Aide aux personnes âgées: les syndicats réclament « des mesures immédiates » à l’Elysée

PARIS, 21 février 2019 (AFP) – Renforcement des effectifs auprès des personnes âgées, revalorisations salariales… L’intersyndicale représentant les personnels des maisons de retraites médicalisées (Ehpad) et des services à domicile a rappelé jeudi à l’Elysée ses revendications, inchangées depuis la mobilisation large et inédite du secteur il y a un an.

« Il n’y a eu aucune amélioration de nos conditions de travail, les salariés sont exploités, les conditions de vie de nos aînés son dégradées », a résumé Malika Belarbi (CGT) lors d’un point de presse organisé dans la matinée Place Chassaigne Goyon, dans le VIIIe arrondissement de la capitale, non loin de l’Elysée où une délégation attendait d’être reçue.
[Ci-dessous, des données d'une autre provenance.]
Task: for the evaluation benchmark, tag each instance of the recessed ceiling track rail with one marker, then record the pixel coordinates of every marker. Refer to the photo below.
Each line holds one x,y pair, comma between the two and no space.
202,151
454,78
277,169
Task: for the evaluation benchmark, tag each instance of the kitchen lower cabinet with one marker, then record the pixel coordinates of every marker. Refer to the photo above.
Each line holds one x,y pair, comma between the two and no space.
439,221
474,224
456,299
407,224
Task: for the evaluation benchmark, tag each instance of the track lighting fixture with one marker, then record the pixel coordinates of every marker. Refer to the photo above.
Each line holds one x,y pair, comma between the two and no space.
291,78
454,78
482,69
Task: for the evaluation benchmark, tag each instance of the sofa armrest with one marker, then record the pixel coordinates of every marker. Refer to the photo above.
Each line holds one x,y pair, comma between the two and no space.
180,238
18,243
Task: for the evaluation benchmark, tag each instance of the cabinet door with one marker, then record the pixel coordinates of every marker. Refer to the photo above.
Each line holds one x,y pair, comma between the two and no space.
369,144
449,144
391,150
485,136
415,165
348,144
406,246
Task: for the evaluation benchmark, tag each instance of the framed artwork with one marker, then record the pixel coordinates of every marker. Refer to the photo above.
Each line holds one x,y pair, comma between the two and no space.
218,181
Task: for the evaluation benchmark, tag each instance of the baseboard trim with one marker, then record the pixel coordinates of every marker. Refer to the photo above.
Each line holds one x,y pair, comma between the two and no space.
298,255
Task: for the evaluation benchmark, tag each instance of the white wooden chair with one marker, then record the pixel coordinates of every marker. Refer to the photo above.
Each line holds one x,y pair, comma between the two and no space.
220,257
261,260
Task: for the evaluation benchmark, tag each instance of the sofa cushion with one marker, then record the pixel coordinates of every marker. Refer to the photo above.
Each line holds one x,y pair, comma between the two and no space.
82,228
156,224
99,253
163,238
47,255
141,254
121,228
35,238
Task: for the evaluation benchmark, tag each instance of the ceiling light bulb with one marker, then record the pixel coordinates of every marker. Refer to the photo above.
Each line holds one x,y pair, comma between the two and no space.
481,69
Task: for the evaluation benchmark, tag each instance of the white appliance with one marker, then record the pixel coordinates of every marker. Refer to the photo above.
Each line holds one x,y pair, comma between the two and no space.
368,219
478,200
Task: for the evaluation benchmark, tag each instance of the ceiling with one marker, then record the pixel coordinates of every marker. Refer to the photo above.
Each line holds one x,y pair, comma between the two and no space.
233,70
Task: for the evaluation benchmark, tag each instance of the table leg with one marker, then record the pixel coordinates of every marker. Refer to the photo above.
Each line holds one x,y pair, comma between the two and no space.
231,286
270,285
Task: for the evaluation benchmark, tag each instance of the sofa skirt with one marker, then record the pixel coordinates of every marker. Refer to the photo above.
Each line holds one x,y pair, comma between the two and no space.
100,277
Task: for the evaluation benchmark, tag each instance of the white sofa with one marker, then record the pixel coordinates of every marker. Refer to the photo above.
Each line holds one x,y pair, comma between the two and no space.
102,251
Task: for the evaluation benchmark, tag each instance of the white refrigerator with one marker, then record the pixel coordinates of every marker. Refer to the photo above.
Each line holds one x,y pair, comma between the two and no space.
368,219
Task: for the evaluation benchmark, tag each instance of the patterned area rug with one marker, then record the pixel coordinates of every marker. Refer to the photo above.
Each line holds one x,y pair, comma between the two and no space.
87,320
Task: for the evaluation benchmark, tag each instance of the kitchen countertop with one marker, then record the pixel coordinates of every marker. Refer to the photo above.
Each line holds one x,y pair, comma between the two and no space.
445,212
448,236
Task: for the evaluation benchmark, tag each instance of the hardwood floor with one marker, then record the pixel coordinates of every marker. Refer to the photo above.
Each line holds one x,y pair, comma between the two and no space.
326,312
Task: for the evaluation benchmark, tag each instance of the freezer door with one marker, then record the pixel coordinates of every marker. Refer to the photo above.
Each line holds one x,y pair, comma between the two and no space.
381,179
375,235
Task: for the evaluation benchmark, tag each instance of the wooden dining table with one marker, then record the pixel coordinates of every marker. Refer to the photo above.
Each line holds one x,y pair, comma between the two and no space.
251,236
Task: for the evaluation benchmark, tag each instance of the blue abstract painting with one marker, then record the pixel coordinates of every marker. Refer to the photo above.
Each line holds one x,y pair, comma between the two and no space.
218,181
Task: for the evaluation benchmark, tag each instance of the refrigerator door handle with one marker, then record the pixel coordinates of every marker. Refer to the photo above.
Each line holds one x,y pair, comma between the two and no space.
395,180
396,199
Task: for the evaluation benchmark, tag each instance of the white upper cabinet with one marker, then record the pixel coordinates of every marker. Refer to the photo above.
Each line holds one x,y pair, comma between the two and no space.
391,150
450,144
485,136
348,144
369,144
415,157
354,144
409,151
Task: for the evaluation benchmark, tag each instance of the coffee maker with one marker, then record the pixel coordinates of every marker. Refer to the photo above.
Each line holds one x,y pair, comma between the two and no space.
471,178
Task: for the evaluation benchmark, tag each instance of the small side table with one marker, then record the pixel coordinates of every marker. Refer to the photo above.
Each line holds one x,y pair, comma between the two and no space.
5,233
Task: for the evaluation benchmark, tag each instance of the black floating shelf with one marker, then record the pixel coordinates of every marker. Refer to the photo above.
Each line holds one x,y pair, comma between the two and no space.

Quelque « 30.000 cartes pétition » et « 600 motions » devaient ainsi être remises à l’entourage d’Emmanuel Macron, invité à prendre « des mesures immédiates » pour le secteur de l’aide aux personnes âgées sans attendre la future loi sur la dépendance, selon Luc Delrue (FO).

Sans quoi, les syndicats (CFDT, CFE-CGC, CFTC, CGT, FO, Solidaires, etc.) et l’association des directeurs au service des personnes âgées (AD-PA) pourraient décider d’une nouvelle mobilisation, a prévenu M. Delrue.

Une cinquantaine de personnes se sont rassemblées pour l’occasion, entourées de blouses blanches pendues sur des cordes, signées par des personnels bretons et sur lesquelles on pouvait lire « Vivez ce que vous décidez ». « Un message envoyé à nos parlementaires qui votent les budgets », a expliqué à l’AFP Eve Rescanieres (CFDT).

En janvier et mars, des milliers de personnes se disant « à bout » avaient manifesté pour dénoncer la « maltraitance institutionnelle » des personnes âgées et réclamer des moyens.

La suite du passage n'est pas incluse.